MARRAKECH/NEW YORK/LAHORE (Reuters/Web Desk) – Currency market interventions by emerging market economies should not be viewed "as a black and white story", India's central bank governor told Reuters on Friday.
Reserve Bank of India Governor Shaktikanta Das was referring to the US Treasury Department's regular foreign exchange report and similar research by the International Monetary Fund (IMF).
Das called on the United States and other countries and organizations to review their use of "labelling like watch lists," underscoring that these comments were not directed solely at the Treasury.
"Emerging market economies will have to build reserves and central banks in emerging markets are required to intervene in the currency market from time to time to prevent excessive volatility," Das said on the sidelines of the IMF and World Bank annual meeting in Marrakech.
"So therefore any labelling, any kind of labelling of currency interventions should not be a black and white story and you need to look at the nuances of it."
A SORT OF INTERVENTION IN PAKISTAN
The Pakistan rupee closed the week at Rs277.62 against the US dollar after gaining another Rs1.06 in continuation of the trend being witnessed for more than a month, which translates into a Rs29.41 surge since the local currency slid down to the level of Rs307.10 against the greenback – the worst in Pakistan’s history.
Although Pakistan facing a severe economic crisis, the record depreciation experienced by rupee was a product of market manipulation – hoarding, illegal trading and cross-border smuggling – and the government has launched a successful crackdown on the elements involved in these practices.
WORLD CURRENCY MARKETS
The US dollar touched a one-week high against a basket of currencies on Friday, extending its gains from the previous session when hot US consumer prices data reinforced expectations that the Federal Reserve may have to keep interest rates higher for longer.
The consumer price index (CPI) rose 0.4 per cent in September, keeping the annual rate at 3.7pc, the same as in August, while economists polled by Reuters had forecast it would gain 0.3pc on the month and 3.6pc year-on-year.
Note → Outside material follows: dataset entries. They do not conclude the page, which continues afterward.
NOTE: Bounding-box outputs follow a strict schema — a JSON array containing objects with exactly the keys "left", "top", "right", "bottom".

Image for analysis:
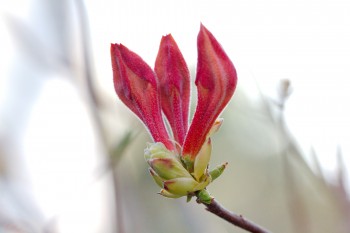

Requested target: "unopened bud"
[
  {"left": 164, "top": 177, "right": 199, "bottom": 196},
  {"left": 210, "top": 162, "right": 228, "bottom": 181}
]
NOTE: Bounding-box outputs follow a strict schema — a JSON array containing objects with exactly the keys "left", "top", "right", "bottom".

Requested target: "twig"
[
  {"left": 200, "top": 199, "right": 272, "bottom": 233},
  {"left": 73, "top": 1, "right": 125, "bottom": 232},
  {"left": 112, "top": 170, "right": 125, "bottom": 233}
]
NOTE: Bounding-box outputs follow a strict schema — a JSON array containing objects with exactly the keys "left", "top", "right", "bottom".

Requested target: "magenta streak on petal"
[
  {"left": 111, "top": 43, "right": 174, "bottom": 150},
  {"left": 155, "top": 34, "right": 190, "bottom": 146},
  {"left": 182, "top": 24, "right": 237, "bottom": 160}
]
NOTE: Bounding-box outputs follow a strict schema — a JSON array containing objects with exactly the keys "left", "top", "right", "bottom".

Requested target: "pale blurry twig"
[
  {"left": 281, "top": 143, "right": 310, "bottom": 233},
  {"left": 74, "top": 0, "right": 126, "bottom": 232},
  {"left": 109, "top": 131, "right": 137, "bottom": 166},
  {"left": 109, "top": 131, "right": 138, "bottom": 233},
  {"left": 4, "top": 15, "right": 71, "bottom": 71},
  {"left": 253, "top": 78, "right": 312, "bottom": 232},
  {"left": 275, "top": 80, "right": 311, "bottom": 232},
  {"left": 262, "top": 79, "right": 350, "bottom": 232},
  {"left": 334, "top": 147, "right": 350, "bottom": 231},
  {"left": 74, "top": 0, "right": 105, "bottom": 142},
  {"left": 199, "top": 198, "right": 272, "bottom": 233},
  {"left": 310, "top": 147, "right": 327, "bottom": 186}
]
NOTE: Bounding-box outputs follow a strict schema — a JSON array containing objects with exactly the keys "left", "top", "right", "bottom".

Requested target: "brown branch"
[{"left": 201, "top": 199, "right": 272, "bottom": 233}]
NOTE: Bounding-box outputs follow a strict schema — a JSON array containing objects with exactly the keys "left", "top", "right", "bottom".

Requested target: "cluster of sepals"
[{"left": 111, "top": 24, "right": 237, "bottom": 203}]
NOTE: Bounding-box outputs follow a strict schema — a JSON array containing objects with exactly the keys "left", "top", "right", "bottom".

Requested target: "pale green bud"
[
  {"left": 144, "top": 142, "right": 172, "bottom": 161},
  {"left": 163, "top": 177, "right": 199, "bottom": 196},
  {"left": 145, "top": 141, "right": 226, "bottom": 200},
  {"left": 192, "top": 138, "right": 212, "bottom": 181},
  {"left": 148, "top": 157, "right": 192, "bottom": 180}
]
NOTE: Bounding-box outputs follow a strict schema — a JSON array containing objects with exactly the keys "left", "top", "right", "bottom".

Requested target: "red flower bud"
[
  {"left": 155, "top": 34, "right": 190, "bottom": 145},
  {"left": 182, "top": 24, "right": 237, "bottom": 161},
  {"left": 112, "top": 25, "right": 236, "bottom": 199},
  {"left": 111, "top": 43, "right": 174, "bottom": 150}
]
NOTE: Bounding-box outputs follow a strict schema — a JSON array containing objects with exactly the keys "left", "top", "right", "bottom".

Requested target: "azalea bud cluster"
[{"left": 111, "top": 24, "right": 237, "bottom": 201}]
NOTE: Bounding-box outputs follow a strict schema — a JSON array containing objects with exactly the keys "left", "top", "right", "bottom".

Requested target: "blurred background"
[{"left": 1, "top": 0, "right": 350, "bottom": 232}]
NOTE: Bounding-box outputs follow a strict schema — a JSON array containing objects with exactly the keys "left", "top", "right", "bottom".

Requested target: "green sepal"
[
  {"left": 181, "top": 155, "right": 194, "bottom": 173},
  {"left": 193, "top": 175, "right": 212, "bottom": 191},
  {"left": 158, "top": 189, "right": 182, "bottom": 198},
  {"left": 197, "top": 189, "right": 213, "bottom": 204},
  {"left": 148, "top": 167, "right": 164, "bottom": 188},
  {"left": 163, "top": 177, "right": 199, "bottom": 196},
  {"left": 192, "top": 138, "right": 212, "bottom": 181},
  {"left": 209, "top": 162, "right": 228, "bottom": 181},
  {"left": 148, "top": 157, "right": 192, "bottom": 180},
  {"left": 186, "top": 194, "right": 193, "bottom": 202}
]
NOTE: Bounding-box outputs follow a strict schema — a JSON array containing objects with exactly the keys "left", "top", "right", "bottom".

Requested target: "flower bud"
[
  {"left": 112, "top": 24, "right": 237, "bottom": 201},
  {"left": 111, "top": 44, "right": 174, "bottom": 150},
  {"left": 182, "top": 24, "right": 237, "bottom": 161},
  {"left": 155, "top": 34, "right": 190, "bottom": 146}
]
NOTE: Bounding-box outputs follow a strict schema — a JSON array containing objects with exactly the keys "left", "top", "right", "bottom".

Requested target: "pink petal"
[
  {"left": 182, "top": 24, "right": 237, "bottom": 161},
  {"left": 111, "top": 43, "right": 174, "bottom": 150},
  {"left": 155, "top": 34, "right": 190, "bottom": 146}
]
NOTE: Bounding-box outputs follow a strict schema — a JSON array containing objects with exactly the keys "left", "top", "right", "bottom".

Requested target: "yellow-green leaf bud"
[{"left": 209, "top": 162, "right": 228, "bottom": 181}]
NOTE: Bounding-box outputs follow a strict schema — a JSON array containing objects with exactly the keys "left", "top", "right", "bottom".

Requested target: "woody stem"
[{"left": 199, "top": 198, "right": 272, "bottom": 233}]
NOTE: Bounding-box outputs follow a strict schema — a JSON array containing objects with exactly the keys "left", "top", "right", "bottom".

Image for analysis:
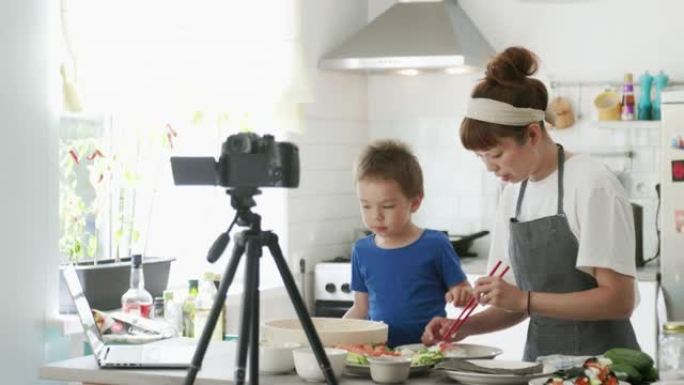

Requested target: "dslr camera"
[{"left": 171, "top": 133, "right": 299, "bottom": 188}]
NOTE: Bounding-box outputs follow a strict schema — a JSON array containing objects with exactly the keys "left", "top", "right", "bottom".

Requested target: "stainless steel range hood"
[{"left": 319, "top": 0, "right": 495, "bottom": 73}]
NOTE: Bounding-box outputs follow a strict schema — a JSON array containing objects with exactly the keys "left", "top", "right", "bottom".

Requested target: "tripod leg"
[
  {"left": 248, "top": 238, "right": 260, "bottom": 385},
  {"left": 235, "top": 239, "right": 258, "bottom": 385},
  {"left": 265, "top": 233, "right": 339, "bottom": 385},
  {"left": 184, "top": 236, "right": 245, "bottom": 385}
]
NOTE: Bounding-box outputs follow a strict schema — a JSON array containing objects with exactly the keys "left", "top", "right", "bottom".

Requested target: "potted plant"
[{"left": 58, "top": 121, "right": 174, "bottom": 312}]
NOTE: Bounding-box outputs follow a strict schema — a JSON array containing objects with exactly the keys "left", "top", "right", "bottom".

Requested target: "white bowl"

Data on Wednesday had shown US producer prices increased more than expected in September amid higher costs for energy products and food.
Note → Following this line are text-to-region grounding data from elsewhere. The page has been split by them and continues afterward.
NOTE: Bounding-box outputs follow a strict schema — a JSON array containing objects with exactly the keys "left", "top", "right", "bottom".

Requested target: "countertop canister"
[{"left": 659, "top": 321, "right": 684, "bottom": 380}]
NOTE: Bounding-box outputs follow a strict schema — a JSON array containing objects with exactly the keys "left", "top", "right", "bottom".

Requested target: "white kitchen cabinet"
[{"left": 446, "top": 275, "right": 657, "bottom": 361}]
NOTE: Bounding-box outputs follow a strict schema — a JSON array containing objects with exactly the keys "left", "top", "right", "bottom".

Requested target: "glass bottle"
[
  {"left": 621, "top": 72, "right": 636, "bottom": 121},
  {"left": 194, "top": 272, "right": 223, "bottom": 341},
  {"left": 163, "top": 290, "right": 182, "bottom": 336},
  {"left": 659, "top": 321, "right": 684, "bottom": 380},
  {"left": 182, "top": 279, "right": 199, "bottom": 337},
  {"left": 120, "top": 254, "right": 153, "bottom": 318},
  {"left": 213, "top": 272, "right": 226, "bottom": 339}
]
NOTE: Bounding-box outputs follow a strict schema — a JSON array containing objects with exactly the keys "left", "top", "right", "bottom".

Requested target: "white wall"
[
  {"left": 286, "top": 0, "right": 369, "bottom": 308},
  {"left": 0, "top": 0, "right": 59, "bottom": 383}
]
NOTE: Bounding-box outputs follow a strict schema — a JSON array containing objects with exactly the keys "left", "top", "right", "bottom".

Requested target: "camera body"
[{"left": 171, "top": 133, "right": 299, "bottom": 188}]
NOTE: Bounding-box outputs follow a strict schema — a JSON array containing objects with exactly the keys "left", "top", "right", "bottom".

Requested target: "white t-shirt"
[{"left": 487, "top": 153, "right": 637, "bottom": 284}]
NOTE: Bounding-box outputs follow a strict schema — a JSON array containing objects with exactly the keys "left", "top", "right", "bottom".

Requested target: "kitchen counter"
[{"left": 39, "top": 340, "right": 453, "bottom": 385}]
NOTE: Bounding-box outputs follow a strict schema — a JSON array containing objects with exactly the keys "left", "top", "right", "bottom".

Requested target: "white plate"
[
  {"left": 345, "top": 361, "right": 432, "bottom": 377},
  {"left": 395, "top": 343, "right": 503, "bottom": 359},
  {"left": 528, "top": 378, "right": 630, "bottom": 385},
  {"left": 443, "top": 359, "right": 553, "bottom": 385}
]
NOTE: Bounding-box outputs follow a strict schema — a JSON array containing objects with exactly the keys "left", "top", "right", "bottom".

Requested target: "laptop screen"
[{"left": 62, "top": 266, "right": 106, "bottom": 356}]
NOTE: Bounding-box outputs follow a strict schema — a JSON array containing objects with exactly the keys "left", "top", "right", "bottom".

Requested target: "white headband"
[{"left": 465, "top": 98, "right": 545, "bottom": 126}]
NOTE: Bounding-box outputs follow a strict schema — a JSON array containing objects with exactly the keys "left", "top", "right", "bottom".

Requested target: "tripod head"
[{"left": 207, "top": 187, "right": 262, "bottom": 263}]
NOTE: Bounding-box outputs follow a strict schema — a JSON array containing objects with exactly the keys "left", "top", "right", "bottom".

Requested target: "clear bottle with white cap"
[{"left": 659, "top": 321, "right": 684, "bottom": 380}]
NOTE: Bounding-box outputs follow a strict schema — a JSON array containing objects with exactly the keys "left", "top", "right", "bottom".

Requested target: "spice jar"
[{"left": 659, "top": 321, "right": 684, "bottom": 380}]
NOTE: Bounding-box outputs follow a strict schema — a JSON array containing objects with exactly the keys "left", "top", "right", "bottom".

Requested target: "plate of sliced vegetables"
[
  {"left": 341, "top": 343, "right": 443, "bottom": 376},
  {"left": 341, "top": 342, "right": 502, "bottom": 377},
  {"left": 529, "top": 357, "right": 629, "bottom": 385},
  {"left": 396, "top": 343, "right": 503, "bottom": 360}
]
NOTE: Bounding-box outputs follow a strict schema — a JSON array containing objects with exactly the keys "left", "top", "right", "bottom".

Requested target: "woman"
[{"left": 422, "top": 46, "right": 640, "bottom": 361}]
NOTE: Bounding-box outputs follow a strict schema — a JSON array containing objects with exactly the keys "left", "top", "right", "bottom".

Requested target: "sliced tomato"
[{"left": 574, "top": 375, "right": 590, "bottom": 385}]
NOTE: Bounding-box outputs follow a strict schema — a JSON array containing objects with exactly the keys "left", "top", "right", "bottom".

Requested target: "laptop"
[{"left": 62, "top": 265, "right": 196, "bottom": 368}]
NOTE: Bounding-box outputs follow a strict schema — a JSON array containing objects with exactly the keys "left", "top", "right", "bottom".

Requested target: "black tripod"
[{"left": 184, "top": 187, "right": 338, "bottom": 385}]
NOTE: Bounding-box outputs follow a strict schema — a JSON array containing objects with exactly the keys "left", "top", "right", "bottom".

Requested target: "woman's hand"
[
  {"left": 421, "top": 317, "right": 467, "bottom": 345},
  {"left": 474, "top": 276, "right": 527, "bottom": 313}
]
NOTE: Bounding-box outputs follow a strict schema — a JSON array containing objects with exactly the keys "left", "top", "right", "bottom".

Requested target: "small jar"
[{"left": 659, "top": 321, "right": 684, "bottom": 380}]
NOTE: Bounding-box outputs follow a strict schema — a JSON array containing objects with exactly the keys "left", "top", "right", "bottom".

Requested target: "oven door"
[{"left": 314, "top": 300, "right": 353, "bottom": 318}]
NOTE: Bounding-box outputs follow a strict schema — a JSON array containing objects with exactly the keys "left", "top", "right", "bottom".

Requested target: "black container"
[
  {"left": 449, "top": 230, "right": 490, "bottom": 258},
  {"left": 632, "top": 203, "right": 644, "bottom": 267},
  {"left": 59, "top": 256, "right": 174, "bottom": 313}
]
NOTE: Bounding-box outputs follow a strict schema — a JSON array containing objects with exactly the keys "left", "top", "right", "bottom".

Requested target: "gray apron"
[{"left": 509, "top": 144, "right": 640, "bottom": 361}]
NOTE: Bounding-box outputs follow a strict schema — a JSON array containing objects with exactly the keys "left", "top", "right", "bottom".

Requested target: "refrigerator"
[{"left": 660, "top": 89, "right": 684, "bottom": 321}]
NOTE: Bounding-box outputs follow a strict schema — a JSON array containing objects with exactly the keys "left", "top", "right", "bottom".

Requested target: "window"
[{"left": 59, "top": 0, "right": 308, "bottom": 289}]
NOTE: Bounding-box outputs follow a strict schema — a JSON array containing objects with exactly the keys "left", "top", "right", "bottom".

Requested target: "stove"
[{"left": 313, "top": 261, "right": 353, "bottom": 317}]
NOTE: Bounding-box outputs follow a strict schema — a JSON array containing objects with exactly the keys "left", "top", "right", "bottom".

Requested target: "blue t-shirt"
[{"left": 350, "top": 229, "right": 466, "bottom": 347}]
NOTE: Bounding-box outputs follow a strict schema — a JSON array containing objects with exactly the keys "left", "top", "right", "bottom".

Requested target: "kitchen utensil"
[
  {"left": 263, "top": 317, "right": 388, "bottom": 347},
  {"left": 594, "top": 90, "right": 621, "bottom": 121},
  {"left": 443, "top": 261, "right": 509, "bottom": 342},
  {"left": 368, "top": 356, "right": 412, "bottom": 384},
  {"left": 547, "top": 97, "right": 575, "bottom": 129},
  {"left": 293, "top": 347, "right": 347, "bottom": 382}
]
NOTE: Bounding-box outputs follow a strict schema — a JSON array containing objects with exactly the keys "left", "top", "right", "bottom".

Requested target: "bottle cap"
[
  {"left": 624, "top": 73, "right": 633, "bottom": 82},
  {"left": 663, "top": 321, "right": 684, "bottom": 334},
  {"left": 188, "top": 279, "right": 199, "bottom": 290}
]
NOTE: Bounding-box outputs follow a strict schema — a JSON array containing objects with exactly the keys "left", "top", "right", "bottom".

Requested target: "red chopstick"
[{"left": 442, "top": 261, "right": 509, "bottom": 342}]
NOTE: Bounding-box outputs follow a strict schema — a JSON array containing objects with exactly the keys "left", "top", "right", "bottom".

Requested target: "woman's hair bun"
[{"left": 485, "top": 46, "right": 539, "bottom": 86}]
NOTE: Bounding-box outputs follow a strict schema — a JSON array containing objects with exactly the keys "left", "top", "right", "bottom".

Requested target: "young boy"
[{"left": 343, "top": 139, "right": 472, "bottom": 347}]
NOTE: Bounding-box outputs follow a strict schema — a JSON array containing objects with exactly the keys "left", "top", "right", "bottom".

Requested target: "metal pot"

"Traders didn't really believe in the hot PPI for September until CPI yesterday reinforced it," Helen Given, FX Trader at Monex USA, said.
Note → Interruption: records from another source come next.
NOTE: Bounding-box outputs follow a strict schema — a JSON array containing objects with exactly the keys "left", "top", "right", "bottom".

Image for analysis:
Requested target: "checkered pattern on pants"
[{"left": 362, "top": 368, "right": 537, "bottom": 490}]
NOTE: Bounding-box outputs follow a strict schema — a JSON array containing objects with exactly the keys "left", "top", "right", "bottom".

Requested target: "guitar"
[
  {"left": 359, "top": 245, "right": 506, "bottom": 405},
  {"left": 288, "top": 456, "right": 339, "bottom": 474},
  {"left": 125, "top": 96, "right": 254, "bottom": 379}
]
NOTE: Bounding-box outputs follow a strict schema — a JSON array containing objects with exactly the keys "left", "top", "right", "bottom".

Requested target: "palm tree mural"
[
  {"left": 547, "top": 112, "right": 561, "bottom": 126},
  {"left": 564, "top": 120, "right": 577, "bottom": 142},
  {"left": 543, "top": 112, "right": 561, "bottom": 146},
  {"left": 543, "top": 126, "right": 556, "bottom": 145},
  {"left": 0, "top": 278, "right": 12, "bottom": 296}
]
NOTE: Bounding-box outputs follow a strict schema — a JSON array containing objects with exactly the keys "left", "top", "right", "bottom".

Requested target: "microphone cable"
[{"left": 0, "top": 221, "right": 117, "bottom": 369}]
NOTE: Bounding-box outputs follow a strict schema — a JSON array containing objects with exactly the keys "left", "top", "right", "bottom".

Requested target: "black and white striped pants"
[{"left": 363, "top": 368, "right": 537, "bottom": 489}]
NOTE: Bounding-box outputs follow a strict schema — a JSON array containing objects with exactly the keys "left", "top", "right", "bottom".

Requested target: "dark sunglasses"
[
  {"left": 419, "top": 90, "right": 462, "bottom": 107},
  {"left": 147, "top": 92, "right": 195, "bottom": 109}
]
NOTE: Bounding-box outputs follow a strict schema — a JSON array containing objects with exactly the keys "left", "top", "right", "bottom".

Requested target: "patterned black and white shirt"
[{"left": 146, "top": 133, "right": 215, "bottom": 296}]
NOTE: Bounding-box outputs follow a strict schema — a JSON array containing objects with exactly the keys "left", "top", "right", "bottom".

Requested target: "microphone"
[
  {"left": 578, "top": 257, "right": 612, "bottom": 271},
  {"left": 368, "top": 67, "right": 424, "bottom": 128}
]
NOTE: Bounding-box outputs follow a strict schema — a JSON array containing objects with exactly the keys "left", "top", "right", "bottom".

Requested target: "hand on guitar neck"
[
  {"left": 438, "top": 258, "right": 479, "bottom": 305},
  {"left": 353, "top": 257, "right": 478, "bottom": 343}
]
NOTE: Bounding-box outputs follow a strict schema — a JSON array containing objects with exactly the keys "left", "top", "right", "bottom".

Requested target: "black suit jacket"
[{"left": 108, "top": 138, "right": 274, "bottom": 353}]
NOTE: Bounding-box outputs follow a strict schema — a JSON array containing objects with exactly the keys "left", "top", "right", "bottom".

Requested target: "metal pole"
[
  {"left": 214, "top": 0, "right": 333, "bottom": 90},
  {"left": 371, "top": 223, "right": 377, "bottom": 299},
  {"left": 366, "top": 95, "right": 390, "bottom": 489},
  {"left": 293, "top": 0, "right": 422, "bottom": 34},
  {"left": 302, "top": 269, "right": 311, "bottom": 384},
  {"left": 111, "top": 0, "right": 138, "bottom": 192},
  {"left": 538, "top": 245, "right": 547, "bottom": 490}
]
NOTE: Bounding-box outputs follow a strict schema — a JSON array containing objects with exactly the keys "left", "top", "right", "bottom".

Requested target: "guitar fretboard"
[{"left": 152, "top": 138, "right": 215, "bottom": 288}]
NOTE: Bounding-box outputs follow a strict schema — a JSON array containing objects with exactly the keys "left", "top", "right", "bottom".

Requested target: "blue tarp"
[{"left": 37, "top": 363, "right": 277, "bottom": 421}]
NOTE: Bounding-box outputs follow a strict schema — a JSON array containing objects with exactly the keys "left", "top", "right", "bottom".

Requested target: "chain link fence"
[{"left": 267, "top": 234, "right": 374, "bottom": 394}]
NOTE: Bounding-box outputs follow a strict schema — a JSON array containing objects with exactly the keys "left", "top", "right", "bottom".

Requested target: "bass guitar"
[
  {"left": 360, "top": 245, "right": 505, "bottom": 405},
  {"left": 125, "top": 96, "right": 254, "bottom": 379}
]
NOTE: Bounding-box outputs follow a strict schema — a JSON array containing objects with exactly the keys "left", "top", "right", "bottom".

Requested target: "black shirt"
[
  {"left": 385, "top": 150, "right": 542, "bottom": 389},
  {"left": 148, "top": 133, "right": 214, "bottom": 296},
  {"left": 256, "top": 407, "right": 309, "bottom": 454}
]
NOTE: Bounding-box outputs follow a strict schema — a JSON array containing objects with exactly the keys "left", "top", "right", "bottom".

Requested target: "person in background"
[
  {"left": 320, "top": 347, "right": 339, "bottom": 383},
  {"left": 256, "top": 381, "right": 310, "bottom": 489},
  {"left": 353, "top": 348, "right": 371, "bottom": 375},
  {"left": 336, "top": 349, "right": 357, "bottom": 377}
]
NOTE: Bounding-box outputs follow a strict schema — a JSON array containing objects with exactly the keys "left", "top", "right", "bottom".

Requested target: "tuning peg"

"I see yesterday's big USD move as a correction to the under-reaction to PPI Wednesday," Given said.
The dollar index, which measures the US currency against six of its major peers, ticked up 0.11pc to 106.63. The index, which jumped 0.8pc on Thursday, its biggest one-day rise since March 15, finished the week up 0.5pc.
The dollar was also helped by safe-haven buying driven by the escalating Middle East conflict as Israel urged civilians to leave the northern Gaza Strip.
"Our sense is that the greenback’s renewed strength in large part also reflects growing economic and geopolitical uncertainty in the wake of the new war between Hamas and Israel," Jonas Goltermann, deputy chief markets economist at Capital Economics, said in a note.
Commentary from Fed speakers is likely to keep the dollar supported.
Federal Reserve Bank of Philadelphia President Patrick Harker said Friday he believes the central bank is likely done with rate hikes amid an ongoing waning in price pressures, while flagging the uncertainty of how long rates will need to remain elevated.
Data on Friday showed US consumer sentiment deteriorated in October, with households expecting higher inflation over the next year, but labor market strength was likely to continue supporting consumer spending.
Thursday's boost to the greenback saw the yen head back toward the sensitive 150 level it briefly touched last week before strengthening sharply, which led some to believe authorities were intervening in the currency market.
The Japanese yen was last up 0.21pc at 149.5 per dollar, with traders on guard for any signs of weakness.
"The risk of intervention is clearly high and that is constraining dollar-yen, which would otherwise be higher," said Adam Cole, chief currency strategist at RBC.
Sweden's crown edged up against both the dollar and euro after consumer price data came in higher-than-forecast, adding to risks that the Riksbank could raise rates further.
Investors also digested producer and consumer prices data out of China on Friday that showed deflationary pressures were slightly stronger than expected.
The offshore Chinese yuan was flat at 7.3114 per dollar.
The Australian dollar, which often trades as a proxy for Chinese growth, was last down 0.23% at $0.6299.
The Canadian dollar edged higher against its US counterpart on Friday as the price of oil, one of Canada's major exports, moved sharply higher and investors raised bets on another Bank of Canada interest rate hike later this month.